The residential market has dragged its feet in the decarbonisation challenge compared to other building types such as commercial office. There’s now signs change is afoot, and Stockland, Australia’s largest residential developer, has stepped up to participate in a range of different low carbon home programs. 

The developer has signed up for an early access pilot projects to test the Green Building Council of Australia’s draft Green Star for Homes standard launched last year.

It’s also recently completed its first “zero net carbon” home in a Melbourne development that was done in collaboration with Sustainability Victoria in accordance with the Victorian government’s Zero Net Carbon Homes pilot program.

Working with the state government’s program helped the developer explore better techniques for generating buyer interest in sustainability, including an opt-out rather than an opt-in strategy where customers have to downgrade from sustainability features rather than upgrade into them.

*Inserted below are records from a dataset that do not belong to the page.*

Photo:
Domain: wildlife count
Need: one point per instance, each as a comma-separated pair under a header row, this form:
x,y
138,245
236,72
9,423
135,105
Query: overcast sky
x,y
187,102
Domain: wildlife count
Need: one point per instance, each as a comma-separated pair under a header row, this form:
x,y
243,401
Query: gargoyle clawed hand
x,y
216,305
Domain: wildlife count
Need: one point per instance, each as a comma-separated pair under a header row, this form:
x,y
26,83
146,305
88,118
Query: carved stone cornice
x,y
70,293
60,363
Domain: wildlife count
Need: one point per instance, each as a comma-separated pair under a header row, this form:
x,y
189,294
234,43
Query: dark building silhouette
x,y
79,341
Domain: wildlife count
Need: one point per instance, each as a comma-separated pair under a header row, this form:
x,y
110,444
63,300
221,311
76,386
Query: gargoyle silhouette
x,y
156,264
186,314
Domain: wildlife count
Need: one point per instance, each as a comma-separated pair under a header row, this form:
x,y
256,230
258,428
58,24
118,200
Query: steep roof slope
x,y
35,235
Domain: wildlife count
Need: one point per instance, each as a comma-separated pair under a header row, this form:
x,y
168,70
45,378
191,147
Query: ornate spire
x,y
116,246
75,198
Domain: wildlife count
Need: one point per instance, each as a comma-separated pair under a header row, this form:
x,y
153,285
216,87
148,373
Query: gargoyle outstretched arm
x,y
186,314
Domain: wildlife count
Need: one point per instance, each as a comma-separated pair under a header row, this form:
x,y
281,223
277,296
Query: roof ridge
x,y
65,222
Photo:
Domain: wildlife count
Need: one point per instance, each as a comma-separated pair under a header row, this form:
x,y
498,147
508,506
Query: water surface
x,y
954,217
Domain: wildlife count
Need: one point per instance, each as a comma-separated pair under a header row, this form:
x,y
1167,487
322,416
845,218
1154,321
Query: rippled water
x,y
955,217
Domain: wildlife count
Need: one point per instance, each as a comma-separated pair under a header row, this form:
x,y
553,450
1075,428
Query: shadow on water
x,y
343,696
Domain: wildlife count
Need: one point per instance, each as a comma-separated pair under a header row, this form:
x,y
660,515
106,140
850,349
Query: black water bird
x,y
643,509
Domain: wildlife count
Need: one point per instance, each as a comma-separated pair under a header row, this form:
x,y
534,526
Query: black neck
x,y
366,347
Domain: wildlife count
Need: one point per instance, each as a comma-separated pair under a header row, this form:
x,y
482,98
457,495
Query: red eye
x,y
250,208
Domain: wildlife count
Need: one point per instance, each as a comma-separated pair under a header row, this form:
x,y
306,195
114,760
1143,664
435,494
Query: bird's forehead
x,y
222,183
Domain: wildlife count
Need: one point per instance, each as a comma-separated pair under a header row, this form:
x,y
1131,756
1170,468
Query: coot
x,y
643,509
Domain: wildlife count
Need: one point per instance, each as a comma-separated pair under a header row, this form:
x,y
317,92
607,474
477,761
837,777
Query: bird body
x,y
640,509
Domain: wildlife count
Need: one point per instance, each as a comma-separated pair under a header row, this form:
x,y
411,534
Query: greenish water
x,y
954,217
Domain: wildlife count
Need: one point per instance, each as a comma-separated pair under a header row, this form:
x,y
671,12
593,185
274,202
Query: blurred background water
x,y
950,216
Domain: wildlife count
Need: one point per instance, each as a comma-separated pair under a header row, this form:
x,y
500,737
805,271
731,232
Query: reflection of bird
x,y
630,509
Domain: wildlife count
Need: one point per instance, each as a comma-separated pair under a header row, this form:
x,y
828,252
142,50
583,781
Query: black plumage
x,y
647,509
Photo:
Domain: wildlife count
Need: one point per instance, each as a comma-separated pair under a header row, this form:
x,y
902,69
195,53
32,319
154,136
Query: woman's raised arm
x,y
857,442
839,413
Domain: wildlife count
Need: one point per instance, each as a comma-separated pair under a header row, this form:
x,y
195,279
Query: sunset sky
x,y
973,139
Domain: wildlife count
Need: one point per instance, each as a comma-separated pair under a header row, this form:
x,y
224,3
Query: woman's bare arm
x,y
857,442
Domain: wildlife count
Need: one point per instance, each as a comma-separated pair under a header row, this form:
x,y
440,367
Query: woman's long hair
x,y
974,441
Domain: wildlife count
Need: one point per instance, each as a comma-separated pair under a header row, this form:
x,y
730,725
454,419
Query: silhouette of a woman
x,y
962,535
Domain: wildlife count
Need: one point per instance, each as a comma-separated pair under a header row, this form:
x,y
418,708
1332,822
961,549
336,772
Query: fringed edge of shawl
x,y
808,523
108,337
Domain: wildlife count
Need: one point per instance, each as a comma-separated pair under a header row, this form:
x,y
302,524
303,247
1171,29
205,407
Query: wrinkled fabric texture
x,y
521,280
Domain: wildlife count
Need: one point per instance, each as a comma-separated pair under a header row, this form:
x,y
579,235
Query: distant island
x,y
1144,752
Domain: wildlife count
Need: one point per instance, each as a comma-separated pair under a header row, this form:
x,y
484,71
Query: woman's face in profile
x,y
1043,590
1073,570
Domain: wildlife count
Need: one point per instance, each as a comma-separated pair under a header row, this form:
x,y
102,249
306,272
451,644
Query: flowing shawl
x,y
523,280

It’s also secured a partnership with the Clean Energy Finance Corporation for a $75 million debt facility for decarbonising its retirement living and industrial portfolios, and its own corporate offices.

The company will pursue the federal government’s Climate Active certification, which involves reducing its emissions as much as possible through, in this case, electrifying assets, running them off renewables and a range of other innovations, and then offsetting any emissions that remain.

“We achieved our FY25 emission intensity reduction target four years early resulting in $123 million operational cost savings since FY06,” Stockland chief financial officer, Tiernan O’Rourke, said.

“However, we recognise that there is more to do.

“Our net zero carbon commitment doubles our recent industry leading $33 million, 18 megawatt installation of rooftop solar across our portfolio with an additional up to 19 megawatts across our retail town centre and logistics assets,” Mr O’Rourke said

Stockland’s accelerated and more comprehensive target is promising given the company ranked as only “partially aligned” in the Climateworks Net Zero Momentum Tracker for property, which was released in 2019. This ranking suggested that its net zero ambitions only included a portion of emissions from its direct operations.

The 2019 research from the climate change think tank had Dexus, Mirvac Group, GPT Group, Vicinity Centres, Cromwell Property Group and Investa (ICPF) leading the net zero race.